Section 305 Synthetic fibre slings

Synthetic fibre web slings are easily cut and have poor abrasion resistance when compared with chain and wire rope slings. It is important to use slings made of the right material for the job. Nylon slings are damaged by acids, but resist caustics. Polyester slings are damaged by caustics, but resist acids. Sunlight, moisture and temperatures above 90° Celsius damage both nylon and polyester slings.

Subsection 305(1)

Figure 21.33 visually shows the rejection criteria stated in this subsection. Damaged slings must be permanently removed from service to prevent further use.

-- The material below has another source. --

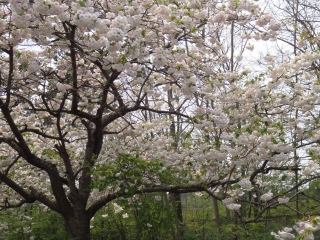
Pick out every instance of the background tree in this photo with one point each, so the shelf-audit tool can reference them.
(106, 100)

Figure 21.33 Examples of synthetic web sling rejection criteria

Subsection 305(2)

Acid and caustic heat burns, broken stitching in load-bearing splices, and damaged eyes and end fittings all affect the load-carrying capability of slings. Damaged slings must be permanently removed from service and physically altered to prevent further use.

Subsection 305(3)

If no single type of damage exceeds the specified limits, the employer must consider the sum of the individual effect of the various types of damage. If this is approximately equivalent to the effect from a single type of damage, the sling must be permanently removed from service and physically altered to prevent further use.

Subsection 305(4)

A synthetic fibre web sling that is permanently removed from service must be physically altered to prevent its further use. The simplest way to do this is to cut the sling into many small, unusable pieces. The pieces should be disposed of immediately.